When she came to Bogotá nearly 10 years ago, her only resource was the determination to leave behind war and death. She found an empty plot in a marginalised neighbourhood. It was full of garbage, but she saw the potential to turn it into the headquarters of an urban revolution, to bring the countryside to the city. She cleaned up the piece of land and began to cultivate it. She is growing traditional fruits and vegetables. She avoids chemicals and artificial fertilisers, because she believes that Earth itself provides the nutrients needed. She only uses landrace seeds, just like her grandmother once did.

She also keeps some small animals like chicken and rabbits. Her goal is to teach young people that they can achieve food security and thus gain independence without conventional education. She inspires similar projects that serve to develop skills and find livelihoods beyond the market system. It is possible to trade organic fruits, vegetables and all sorts of services for other products and services, without using financial means. This mutual support system is called “mano cambiada” (“changed hand”). Rosa invites students from schools and universities as well as youth from the neighbourhood to Mutualitos and shows them how to run an ecological farm. 

Rosa is a peasant relied on the traditions of the rural community she came from to revitalise an urban plot contained by four walls. The countryside is where she learned how to grow different crops in an environment-friendly way.  

The neighbourhood is called “La Perseverancia” (“determination”), a name that describes Rosa’s attitude well.  The local community appreciates her. Rosa is a leader who inspires young people in the area. “La Perse”, as the area is called for short, can sometimes be quite dangerous, but the situation used to be even worse. A few years ago, her farm was attacked. Her daughter was hurt in the incident and a couple of goods were stole. Because the local people like Rosa, they found the robber. He was sent to jail and no other criminal has since attacked Rosa, her farm or family.

Leading by example, Rosa manages to motivate young people to engage in peaceful activities. Many of them have a violent and criminal background; they were involved in drug trafficking and robbery, for instance. Planting seeds of hope, both in a metaphorical and literal way, she shows that one has the power to change the minds of people if one shows them an inspiring alternative and new paths in life.

 

Contagious ideas

Rosa’s ideas are contagious. Other people have started urban farming, following her example.

Rosa is a strong woman. She has always known that she can shape her own reality. If she does not receive help from the government, she will help herself, using creativity as the asset that enables her projects to happen. In more fortunate countries, governments do the kind of work she does or support it. In Colombia, private persons are rising to the challenges of deprivation, injustice and exclusion.

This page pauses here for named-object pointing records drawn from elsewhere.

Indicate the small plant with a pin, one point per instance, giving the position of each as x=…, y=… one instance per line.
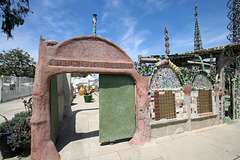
x=19, y=128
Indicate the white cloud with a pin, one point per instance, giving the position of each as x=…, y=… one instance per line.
x=152, y=6
x=130, y=24
x=216, y=38
x=113, y=3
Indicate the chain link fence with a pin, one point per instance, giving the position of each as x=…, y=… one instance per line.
x=15, y=87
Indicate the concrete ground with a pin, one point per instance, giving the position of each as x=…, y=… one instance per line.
x=9, y=108
x=79, y=140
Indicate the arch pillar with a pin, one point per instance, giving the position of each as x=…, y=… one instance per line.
x=84, y=54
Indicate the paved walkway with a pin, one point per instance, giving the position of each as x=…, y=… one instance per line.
x=79, y=140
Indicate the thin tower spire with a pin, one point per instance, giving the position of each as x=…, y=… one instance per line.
x=234, y=25
x=197, y=35
x=94, y=24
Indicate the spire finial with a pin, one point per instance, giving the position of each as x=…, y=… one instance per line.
x=197, y=35
x=234, y=25
x=94, y=24
x=166, y=41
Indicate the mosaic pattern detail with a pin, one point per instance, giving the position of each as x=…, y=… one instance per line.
x=171, y=105
x=194, y=111
x=144, y=70
x=181, y=109
x=165, y=77
x=204, y=101
x=201, y=81
x=164, y=105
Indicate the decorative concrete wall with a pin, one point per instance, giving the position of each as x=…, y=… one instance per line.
x=60, y=99
x=117, y=116
x=84, y=54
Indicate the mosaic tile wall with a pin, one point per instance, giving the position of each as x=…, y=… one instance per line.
x=165, y=77
x=171, y=104
x=204, y=101
x=201, y=81
x=181, y=109
x=164, y=105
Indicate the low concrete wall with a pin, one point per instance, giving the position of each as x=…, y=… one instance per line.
x=204, y=122
x=60, y=101
x=171, y=127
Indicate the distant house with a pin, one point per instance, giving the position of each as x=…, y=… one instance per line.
x=87, y=81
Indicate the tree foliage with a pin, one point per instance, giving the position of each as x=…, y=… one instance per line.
x=12, y=14
x=17, y=62
x=79, y=74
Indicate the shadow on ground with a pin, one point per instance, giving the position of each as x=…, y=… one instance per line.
x=8, y=153
x=68, y=131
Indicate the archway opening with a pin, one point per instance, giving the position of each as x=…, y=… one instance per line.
x=84, y=124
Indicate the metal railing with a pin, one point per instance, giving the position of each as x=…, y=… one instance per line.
x=15, y=87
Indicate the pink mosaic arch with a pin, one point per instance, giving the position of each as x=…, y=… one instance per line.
x=84, y=54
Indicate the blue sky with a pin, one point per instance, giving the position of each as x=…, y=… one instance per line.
x=137, y=26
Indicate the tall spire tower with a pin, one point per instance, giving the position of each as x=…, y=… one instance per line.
x=234, y=25
x=197, y=35
x=94, y=24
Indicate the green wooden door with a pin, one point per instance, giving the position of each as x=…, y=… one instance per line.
x=117, y=107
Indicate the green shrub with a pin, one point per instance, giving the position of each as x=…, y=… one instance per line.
x=20, y=127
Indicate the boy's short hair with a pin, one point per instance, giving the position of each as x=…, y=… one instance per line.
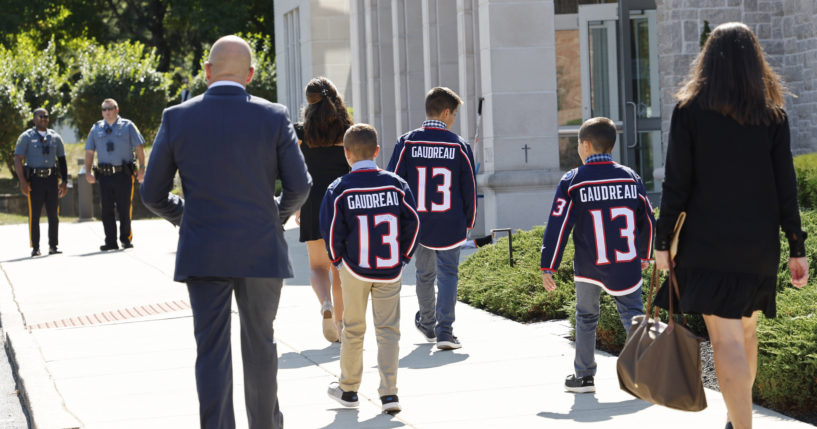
x=361, y=141
x=441, y=98
x=600, y=132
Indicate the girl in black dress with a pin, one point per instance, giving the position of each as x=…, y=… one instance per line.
x=325, y=121
x=729, y=166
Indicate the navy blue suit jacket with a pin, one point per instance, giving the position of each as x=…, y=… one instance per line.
x=229, y=148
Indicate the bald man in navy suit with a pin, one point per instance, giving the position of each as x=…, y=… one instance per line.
x=229, y=148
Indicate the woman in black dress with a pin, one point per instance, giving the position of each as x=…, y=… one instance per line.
x=325, y=121
x=729, y=166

Rosa has created an oasis of hope, and has managed to turn former gang members into productive members of society. As we share the goal of inspiring young people, the BogotArt Foundation has become a partner of Mutualitos. We translated Rosa’s emphasis on protecting nature into a visual artwork.   

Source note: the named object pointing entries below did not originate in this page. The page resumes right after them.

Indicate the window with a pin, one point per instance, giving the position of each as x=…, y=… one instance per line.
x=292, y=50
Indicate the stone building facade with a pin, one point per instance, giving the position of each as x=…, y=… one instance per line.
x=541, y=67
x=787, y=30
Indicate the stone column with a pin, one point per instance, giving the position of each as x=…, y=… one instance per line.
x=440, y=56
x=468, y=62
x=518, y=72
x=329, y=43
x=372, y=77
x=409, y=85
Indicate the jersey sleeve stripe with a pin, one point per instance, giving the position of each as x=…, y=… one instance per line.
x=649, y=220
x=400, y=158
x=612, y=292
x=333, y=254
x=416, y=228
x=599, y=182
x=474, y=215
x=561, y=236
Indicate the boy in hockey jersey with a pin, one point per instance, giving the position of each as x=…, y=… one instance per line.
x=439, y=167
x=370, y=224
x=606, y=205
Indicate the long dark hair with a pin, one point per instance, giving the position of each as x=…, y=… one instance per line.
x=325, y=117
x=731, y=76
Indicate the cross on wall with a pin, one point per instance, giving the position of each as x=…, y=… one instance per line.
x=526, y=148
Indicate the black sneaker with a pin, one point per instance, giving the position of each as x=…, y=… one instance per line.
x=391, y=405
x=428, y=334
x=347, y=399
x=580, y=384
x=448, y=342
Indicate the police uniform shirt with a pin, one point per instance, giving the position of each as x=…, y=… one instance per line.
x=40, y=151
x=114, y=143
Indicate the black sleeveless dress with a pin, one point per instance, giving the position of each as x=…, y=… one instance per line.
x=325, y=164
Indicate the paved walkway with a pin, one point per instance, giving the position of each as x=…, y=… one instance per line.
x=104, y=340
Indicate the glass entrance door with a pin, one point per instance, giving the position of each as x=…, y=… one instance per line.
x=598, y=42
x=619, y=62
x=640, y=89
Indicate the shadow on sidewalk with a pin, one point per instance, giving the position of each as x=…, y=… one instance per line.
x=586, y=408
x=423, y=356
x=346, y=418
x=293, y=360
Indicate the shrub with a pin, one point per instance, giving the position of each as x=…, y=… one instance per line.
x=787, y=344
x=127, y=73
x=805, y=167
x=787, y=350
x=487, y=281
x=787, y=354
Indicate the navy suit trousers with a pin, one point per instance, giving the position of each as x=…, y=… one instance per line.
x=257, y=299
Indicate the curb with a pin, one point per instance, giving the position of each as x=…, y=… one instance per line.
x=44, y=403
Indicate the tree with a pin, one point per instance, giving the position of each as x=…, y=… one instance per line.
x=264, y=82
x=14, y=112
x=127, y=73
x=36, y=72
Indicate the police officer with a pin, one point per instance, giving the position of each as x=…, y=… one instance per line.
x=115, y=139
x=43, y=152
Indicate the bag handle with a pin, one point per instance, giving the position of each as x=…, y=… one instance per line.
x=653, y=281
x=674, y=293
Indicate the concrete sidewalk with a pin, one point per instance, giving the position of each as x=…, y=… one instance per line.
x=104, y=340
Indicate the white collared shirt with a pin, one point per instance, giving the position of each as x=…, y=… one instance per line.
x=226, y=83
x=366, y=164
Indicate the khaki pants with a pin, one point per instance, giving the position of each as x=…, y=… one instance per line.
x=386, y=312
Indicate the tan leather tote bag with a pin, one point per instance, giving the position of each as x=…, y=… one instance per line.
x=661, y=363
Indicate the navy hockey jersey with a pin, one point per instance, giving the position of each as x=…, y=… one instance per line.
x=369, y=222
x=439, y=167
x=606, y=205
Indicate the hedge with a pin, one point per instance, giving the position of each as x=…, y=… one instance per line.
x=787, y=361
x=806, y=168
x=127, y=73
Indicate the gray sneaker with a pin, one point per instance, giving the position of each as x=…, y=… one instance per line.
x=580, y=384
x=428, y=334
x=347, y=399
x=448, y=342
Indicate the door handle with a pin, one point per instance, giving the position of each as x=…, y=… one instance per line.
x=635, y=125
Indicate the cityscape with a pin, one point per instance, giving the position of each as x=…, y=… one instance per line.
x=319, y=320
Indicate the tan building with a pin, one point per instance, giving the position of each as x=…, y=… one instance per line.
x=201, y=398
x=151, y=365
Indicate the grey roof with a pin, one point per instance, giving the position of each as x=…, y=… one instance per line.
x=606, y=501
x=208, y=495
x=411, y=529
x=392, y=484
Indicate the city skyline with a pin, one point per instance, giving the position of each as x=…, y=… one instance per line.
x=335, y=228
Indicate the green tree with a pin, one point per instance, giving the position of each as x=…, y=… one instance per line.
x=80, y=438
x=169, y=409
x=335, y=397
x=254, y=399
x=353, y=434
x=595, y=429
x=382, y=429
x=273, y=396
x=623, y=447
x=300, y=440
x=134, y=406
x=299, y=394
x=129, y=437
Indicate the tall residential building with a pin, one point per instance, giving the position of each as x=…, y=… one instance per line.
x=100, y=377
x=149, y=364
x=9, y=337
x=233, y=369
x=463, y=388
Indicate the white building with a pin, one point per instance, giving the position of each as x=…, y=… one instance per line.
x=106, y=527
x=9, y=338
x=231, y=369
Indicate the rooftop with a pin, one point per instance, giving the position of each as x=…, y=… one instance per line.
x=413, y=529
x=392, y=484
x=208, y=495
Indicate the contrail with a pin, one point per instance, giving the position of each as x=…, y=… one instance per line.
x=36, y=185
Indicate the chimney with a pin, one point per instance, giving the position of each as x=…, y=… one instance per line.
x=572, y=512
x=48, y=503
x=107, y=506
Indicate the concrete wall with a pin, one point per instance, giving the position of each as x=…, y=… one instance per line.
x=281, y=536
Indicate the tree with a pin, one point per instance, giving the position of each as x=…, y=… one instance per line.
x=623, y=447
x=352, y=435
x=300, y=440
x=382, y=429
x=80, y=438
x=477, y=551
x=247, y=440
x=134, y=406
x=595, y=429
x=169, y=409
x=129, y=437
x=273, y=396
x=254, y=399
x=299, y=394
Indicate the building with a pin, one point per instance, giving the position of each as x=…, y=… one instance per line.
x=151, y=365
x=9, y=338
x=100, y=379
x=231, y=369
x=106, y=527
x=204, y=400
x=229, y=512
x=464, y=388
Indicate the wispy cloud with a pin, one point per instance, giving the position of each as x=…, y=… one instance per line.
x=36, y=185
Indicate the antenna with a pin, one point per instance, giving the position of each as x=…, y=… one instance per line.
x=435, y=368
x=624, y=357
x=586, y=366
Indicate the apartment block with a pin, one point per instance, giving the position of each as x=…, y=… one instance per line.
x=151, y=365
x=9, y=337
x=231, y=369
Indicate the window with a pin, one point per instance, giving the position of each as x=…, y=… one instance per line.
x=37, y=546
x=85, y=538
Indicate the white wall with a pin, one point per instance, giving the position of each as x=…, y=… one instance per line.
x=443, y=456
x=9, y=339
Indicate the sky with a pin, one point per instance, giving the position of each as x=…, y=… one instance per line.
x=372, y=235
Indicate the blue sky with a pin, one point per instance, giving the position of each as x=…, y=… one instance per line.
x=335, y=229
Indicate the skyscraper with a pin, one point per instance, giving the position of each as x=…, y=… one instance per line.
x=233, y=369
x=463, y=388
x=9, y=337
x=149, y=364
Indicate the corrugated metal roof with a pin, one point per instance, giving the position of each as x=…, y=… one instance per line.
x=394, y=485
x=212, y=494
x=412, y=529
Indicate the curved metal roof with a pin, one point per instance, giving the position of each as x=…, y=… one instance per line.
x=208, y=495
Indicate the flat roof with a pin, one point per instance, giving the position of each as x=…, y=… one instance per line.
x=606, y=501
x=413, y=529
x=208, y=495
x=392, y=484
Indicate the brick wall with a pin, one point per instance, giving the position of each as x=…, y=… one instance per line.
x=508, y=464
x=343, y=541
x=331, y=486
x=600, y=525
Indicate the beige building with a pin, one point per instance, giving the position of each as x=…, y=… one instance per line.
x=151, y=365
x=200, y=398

Two youngsters from La Perse, an artist from Denmark (known as “La Extranjera”, or in English “The Foreigner”) and a Colombian muralist joined forces to make Rosa’s walls talk. “Chichamama” is the name of the mural. Chicha is a traditional maize-based drink produced by various indigenous communities across the Colombian territory. Corn was the main food that the Muisca indigenous community consumed, being a key nutrient not only for the body but also for the soul. 

The name “Chichamama” is related to “Pachamama”, an Incan expression meaning mother earth. In the Andes, indigenous cultures have always stressed the links between humanity and nature, being the destiny of earthlings defined in the way they relate with Mother Nature, the provider of all the things they need. We want to show that it is still possible to produce food with the means that Mother Nature provides, avoiding artificial forms like the genetically modified organisms.


Leonardo Párraga is the founder of the BogotArt Foundation, an initiative that uses art to fight social exclusion, stereotypes and non-democratic attitudes in Bogotá.